Of course, exchanges and the like weren’t around in those days, but the point is valid anyway. But the interesting thing – and the vital point to remember – is that you may have been wrong. In a hypothetical re-run of that fight, you may back Ali in the sixth round but then the tiring George Foreman may have conserved a small amount of energy sufficient to land a haymaker in the eighth – anticipating Ali’s onslaught. In that case – we’d all have been left wondering what was wrong with Ali that night, why he just didn’t seem to ‘turn up’ for the night after all the publicity and preparation etc., and whether Foreman’s big punch was the greatest ever thrown perhaps.

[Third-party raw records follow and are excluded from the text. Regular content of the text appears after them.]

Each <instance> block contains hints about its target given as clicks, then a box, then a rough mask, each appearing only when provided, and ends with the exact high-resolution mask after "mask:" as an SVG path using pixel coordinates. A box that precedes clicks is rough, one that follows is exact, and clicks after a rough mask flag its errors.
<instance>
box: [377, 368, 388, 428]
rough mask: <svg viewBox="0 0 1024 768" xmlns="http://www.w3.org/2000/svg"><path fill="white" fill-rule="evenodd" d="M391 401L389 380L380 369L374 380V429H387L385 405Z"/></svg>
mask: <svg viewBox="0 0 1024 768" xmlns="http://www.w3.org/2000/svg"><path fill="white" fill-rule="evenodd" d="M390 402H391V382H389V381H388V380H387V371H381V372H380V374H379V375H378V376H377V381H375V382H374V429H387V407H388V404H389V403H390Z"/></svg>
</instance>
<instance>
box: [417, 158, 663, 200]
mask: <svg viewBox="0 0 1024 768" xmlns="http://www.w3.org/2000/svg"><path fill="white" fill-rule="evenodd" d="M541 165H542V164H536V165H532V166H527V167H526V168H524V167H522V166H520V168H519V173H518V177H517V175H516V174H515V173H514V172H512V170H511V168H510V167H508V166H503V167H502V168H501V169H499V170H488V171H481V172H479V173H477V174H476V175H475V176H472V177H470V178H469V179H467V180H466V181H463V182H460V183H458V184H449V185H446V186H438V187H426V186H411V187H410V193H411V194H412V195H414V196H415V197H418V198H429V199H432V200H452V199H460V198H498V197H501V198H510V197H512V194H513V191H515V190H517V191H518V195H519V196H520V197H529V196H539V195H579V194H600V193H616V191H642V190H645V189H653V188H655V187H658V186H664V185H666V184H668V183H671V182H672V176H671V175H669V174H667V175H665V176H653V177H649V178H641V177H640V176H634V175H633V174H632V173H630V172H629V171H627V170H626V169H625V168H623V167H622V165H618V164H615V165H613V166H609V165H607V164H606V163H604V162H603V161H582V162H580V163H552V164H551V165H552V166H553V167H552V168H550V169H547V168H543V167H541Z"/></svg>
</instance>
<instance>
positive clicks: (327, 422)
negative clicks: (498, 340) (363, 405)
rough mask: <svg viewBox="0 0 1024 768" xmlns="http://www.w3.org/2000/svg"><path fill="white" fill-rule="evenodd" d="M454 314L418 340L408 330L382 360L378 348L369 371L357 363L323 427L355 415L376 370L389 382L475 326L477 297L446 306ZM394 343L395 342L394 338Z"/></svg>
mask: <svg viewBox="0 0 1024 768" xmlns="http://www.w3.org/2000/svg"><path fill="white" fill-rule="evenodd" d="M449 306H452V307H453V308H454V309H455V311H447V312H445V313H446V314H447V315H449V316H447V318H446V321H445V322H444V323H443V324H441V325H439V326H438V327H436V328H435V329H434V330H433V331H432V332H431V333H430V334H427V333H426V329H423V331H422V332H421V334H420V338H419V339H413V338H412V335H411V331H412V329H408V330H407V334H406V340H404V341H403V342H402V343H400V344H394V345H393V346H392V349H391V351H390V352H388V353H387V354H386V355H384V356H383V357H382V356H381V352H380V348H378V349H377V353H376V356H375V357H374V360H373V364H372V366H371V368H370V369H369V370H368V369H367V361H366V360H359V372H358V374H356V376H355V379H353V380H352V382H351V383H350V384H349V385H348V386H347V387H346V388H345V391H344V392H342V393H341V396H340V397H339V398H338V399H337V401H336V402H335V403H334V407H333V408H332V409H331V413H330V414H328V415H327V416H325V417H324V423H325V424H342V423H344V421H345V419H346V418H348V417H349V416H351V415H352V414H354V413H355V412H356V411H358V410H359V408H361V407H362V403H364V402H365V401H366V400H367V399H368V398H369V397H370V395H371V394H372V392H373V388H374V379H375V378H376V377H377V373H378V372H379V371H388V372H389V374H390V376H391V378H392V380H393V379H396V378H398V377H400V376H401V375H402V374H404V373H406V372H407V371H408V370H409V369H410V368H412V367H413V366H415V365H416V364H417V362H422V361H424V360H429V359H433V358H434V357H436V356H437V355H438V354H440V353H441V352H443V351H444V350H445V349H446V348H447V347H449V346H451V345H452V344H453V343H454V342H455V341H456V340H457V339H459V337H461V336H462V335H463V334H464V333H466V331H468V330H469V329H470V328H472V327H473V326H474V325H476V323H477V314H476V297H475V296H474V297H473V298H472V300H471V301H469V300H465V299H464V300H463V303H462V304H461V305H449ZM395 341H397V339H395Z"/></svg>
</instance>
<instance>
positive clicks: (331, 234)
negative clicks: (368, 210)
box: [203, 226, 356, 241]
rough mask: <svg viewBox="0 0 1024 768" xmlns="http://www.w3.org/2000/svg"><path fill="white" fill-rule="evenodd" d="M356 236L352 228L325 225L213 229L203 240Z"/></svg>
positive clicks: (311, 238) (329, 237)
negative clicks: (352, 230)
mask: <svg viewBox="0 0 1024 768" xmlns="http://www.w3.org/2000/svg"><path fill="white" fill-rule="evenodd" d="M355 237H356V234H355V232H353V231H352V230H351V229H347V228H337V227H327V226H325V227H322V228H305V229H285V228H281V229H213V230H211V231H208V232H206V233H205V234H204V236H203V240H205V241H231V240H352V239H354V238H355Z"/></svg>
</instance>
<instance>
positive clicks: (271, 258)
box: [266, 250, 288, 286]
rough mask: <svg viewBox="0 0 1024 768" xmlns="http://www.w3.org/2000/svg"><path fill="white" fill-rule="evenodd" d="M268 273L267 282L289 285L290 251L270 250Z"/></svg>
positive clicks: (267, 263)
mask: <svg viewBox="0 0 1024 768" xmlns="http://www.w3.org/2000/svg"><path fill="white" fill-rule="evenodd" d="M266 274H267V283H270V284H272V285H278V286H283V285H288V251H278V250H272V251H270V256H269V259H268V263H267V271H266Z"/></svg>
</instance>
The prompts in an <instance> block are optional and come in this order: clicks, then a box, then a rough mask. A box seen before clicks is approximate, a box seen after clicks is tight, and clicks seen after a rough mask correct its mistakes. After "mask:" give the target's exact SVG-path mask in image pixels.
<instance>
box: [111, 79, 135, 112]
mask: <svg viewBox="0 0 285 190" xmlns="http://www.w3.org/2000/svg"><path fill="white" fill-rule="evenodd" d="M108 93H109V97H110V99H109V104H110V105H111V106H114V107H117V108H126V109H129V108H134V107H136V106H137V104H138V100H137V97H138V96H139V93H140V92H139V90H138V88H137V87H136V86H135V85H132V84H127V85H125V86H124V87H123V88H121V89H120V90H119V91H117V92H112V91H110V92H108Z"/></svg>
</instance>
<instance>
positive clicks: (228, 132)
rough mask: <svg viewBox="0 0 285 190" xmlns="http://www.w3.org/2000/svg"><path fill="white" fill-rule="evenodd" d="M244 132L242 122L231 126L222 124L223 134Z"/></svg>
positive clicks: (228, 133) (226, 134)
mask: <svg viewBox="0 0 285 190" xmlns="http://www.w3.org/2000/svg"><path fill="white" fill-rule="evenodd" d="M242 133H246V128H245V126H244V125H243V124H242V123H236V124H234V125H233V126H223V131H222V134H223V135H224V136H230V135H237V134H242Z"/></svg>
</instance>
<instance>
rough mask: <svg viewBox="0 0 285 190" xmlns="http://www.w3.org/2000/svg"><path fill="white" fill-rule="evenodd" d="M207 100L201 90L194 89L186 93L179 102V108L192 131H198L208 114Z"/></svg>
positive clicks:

But if this had been the case – you’d still have been right on the balance of probabilities to have backed Ali earlier on in the fight – which is entirely our point here. You will never get them all right and you may as well never even try to do so (be right that is). Instead, you should try to be able to demonstrate that the decision you took was the right one based on the overall balance of probabilities. As we said earlier; good decisions can turn out wrong, whilst bad decisions can turn out right. The crucial point is that you made the right decision on a value judgement basis at any particular point.

Let the outcomes take care of themselves and don’t sweat the times you lose because you’ll win more than you lose in this way. You could say you just have to roll with the punches perhaps!